We watch them until they disappear, then Ayden puts his arm around my waist and looks at Kate.

“Come on, let’s go.”

I’m glad he doesn’t ask any questions. I wouldn’t know how to answer them right now. Did all that really just happen? Out of the corner of my eye I glance at Kate, who’s walking beside us with very upright posture. She doesn’t look at me or Ayden. And she pays no attention to her surroundings. Her features look relaxed – neither thoughtful nor concerned. Like a vacant mask. An outsider might assume she was in shock, but I don’t think so.

Kate unlocks her door, goes inside, and sits on the bed.

“Do you want to talk to a counselor?” Ayden asks.

He tries to catch Kate’s attention, and she looks at him with big eyes and says, “I’ll be alright.” Gray rests his head in her lap, and she pets him absent-mindedly.

Ayden raises his eyebrows doubtfully and looks at me. He whispers, “Is she okay?”

I don’t know what to say. I look at my friend. Is she still my friend? Is there anything of my Kate still in there? Or is there nothing left but this omniscient library devoid of emotions or empathy for the people around her?

“It’s still her body, her blood, her bones, her memories,” she says, as if she’s reading my thoughts. “Only they’ve lost their significance, and her soul is gone.”

I swallow hard, and the tears well up in my eyes. “What do you mean, only? Isn’t that everything that makes a person who they are?

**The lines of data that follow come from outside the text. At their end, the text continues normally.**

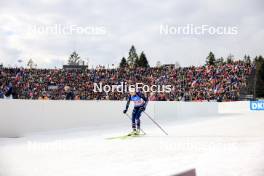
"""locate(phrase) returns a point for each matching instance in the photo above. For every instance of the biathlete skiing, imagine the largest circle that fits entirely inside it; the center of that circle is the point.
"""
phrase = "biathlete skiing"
(140, 104)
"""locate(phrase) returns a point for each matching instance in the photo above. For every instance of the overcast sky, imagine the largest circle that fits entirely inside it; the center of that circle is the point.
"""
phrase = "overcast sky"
(122, 23)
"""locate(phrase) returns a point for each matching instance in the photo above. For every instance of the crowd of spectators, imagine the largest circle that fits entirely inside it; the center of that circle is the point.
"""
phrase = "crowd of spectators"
(222, 82)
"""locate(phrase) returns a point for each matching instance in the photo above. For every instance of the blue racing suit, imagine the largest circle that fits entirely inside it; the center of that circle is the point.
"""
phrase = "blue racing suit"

Kate shrugs. “Some decisions are difficult and yet so momentous that they have to be made. Kate knew what she was doing. She saw what I saw. It was right. The process couldn’t be stopped. You had already found too many pieces of the past, and there was knowledge in each of them. As each time you found a piece of the puzzle and decoded it, that knowledge was transferred to Kate. But it also cost her a piece of her past each time. That’s what happens to the person who accepts this role.”

The horrifying realization hits me so suddenly that I flinch. It’s all my fault! I set this in motion. The process was started by me finding the objects. And the more I think about it, the more it makes sense. It was after I found the comb and solved its puzzle that Kate began to experience memory lapses.

“All the objects you found once belonged to a person who embodied the library for a time. Knowledge was contained within them. And the final object belonged to the library-to-be.”

I think of Kate’s mom and the letter, the flute, the comb. And finally, the music box. Why did I begin this search? Why did I let Patricia use me like that? I knew that the goddesses only ever had sinister intentions. And this proves it again. I set something terrible in motion.

“Are you going to explain to me what you guys are talking about?” Ayden asks.

I turn to him, but I have no clue how I’m supposed to explain it all to him. My mouth feels dry, as if the words have frozen in it. I can’t. If I say it out loud, it becomes reality. I’m not ready to face the fact that I’ve lost my best friend forever.

“I’m the library of the goddesses,” Kate says without any trace of emotion. “Teresa was destined to follow the signs and make sure I gradually came into my power so that I could finally take the last step myself.”

Stunned, Ayden looks first at Kate, then at me. I can read the mute question in his eyes: is it true?